Der Grundtenor lautet: Immer mehr Junge verzichten auf Ferien im Stile von «Beach und Bier». Aber nicht zugunsten von Kulturferien: Es geht darum, dass man heute Action-geladene, von Social-Media-Berühmtheiten inspirierte «Fitness Getaways» bucht. Das lässt sich unter anderem daran feststellen, dass auf den Social-Media-Accounts vieler junger Reisender heute gerne «Welfies» gepostet werden. Damit ist ein «Workout Selfie» gemeint, also die Zurschaustellung der eigenen Fitness-Bemühungen und natürlich des gestählten Körpers.

Hotels.com untermauert dies aber auch mit Zahlen: In einer Umfrage gaben satte 80 Prozent der befragten 18-35-jährigen an, dass Fitness einer der wesentlichen Inhalte ihrer Ferienaktivitäten sei. Bei der Auswahl eines Hotels achten demnach 34 Prozent auf gute Fitness-Einrichtungen. Nur 27 Prozent orientieren sich an den gastronomischen Aspekten, gar nur 9 Prozent an der Nightlife.

Aktivferien sollen schön in Szene gesetzt sein

Zu den wichtigsten Aspekten der Ferienreise zählten weiter «einzigartige Erlebnisse» (42%), aber auch das Treffen anderer Menschen (27%). Gut 29 Prozent gaben an, dass es sehr wichtig sei, die Ferienaktivitäten auf Social Media zu teilen.

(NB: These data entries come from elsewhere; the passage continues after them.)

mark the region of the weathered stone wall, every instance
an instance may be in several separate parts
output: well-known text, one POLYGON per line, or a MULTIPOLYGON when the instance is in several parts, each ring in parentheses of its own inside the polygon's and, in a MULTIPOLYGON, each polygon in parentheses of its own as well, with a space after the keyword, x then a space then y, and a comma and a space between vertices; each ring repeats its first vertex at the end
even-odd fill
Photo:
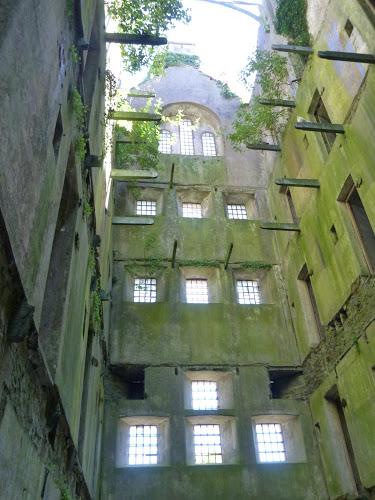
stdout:
POLYGON ((0 498, 93 498, 109 310, 98 297, 111 285, 111 224, 104 171, 100 162, 87 167, 77 140, 85 142, 87 134, 87 153, 100 159, 104 6, 100 0, 32 0, 13 2, 6 12, 0 40, 0 498), (95 43, 79 52, 82 37, 95 43), (75 92, 85 108, 73 102, 75 92))

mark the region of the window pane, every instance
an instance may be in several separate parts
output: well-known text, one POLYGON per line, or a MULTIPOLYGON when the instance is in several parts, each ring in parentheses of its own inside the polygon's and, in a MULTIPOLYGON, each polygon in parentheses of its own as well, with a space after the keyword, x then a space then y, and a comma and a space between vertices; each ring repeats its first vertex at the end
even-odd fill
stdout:
POLYGON ((207 280, 186 280, 186 301, 189 304, 208 304, 207 280))
POLYGON ((191 383, 193 410, 217 410, 217 383, 197 380, 191 383))
POLYGON ((227 205, 228 219, 247 219, 245 205, 227 205))
POLYGON ((183 203, 182 216, 192 217, 194 219, 202 218, 202 205, 200 203, 183 203))
POLYGON ((204 156, 216 156, 216 144, 214 134, 205 132, 202 134, 202 149, 204 156))
POLYGON ((137 215, 156 215, 156 201, 137 200, 137 215))
POLYGON ((171 133, 168 130, 161 130, 159 138, 159 153, 170 154, 171 152, 171 133))
POLYGON ((254 280, 237 280, 239 304, 260 304, 259 283, 254 280))
POLYGON ((285 447, 280 424, 255 426, 260 462, 285 462, 285 447))
POLYGON ((180 144, 182 155, 194 154, 193 128, 190 120, 182 120, 180 124, 180 144))
POLYGON ((193 432, 195 463, 223 463, 220 425, 194 425, 193 432))
POLYGON ((158 462, 157 440, 151 446, 151 439, 157 438, 156 425, 131 425, 129 427, 129 465, 151 465, 158 462))
POLYGON ((134 280, 134 302, 156 302, 156 279, 136 278, 134 280))

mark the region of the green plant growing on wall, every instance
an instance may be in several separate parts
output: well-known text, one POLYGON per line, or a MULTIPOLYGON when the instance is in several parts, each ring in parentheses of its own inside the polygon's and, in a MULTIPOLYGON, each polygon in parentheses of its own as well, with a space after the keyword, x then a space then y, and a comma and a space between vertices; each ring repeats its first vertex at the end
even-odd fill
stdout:
MULTIPOLYGON (((113 0, 109 14, 118 21, 123 33, 161 35, 176 21, 188 22, 190 17, 180 0, 113 0)), ((123 45, 121 48, 125 70, 134 73, 151 63, 157 47, 123 45)))
MULTIPOLYGON (((281 99, 285 95, 287 76, 286 58, 261 50, 255 52, 241 73, 249 90, 259 85, 262 97, 267 99, 281 99)), ((284 108, 263 106, 259 97, 255 97, 238 108, 229 139, 236 149, 272 140, 281 132, 286 116, 284 108)))
POLYGON ((216 84, 220 87, 220 94, 224 97, 224 99, 233 99, 234 97, 237 97, 236 94, 230 90, 227 83, 217 80, 216 84))
POLYGON ((87 152, 86 139, 84 135, 86 125, 86 106, 83 104, 81 95, 76 87, 73 87, 70 93, 70 102, 78 129, 77 138, 74 144, 75 153, 82 162, 85 159, 87 152))
POLYGON ((88 202, 87 200, 83 200, 82 211, 85 217, 90 217, 90 215, 94 213, 94 208, 90 204, 90 202, 88 202))
POLYGON ((92 317, 92 322, 94 326, 100 327, 101 322, 102 322, 102 300, 100 298, 100 287, 98 288, 99 284, 97 283, 97 289, 91 293, 91 304, 92 304, 92 311, 91 311, 91 317, 92 317))
POLYGON ((78 64, 81 62, 81 56, 79 55, 78 49, 75 45, 71 45, 69 48, 69 55, 72 62, 78 64))
POLYGON ((290 43, 310 45, 310 33, 306 19, 306 0, 278 0, 276 9, 276 32, 284 35, 290 43))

Auf die Frage, worauf man am ehesten verzichten würde, um seinen «Fitness Fix» auch in den Ferien zu erhalten, wurde «Top-Gastronomie» (42%), «Relaxing» (38%), «Sightseeing» (32%) und «Alkohol» (24%) geantwortet. So verschieben sich die Prioritäten!

Und natürlich gibt es Gender-Unterschiede: Während eine Mehrheit der Männer lieber physischen Aktivititäten wie Crossfit oder Beach-Bootcamp nachgeht, ziehen 25 Prozent der Frauen die Wellness der Fitness vor und setzen auf Yoga, Meditation oder Tai-Chi. Gesundheit!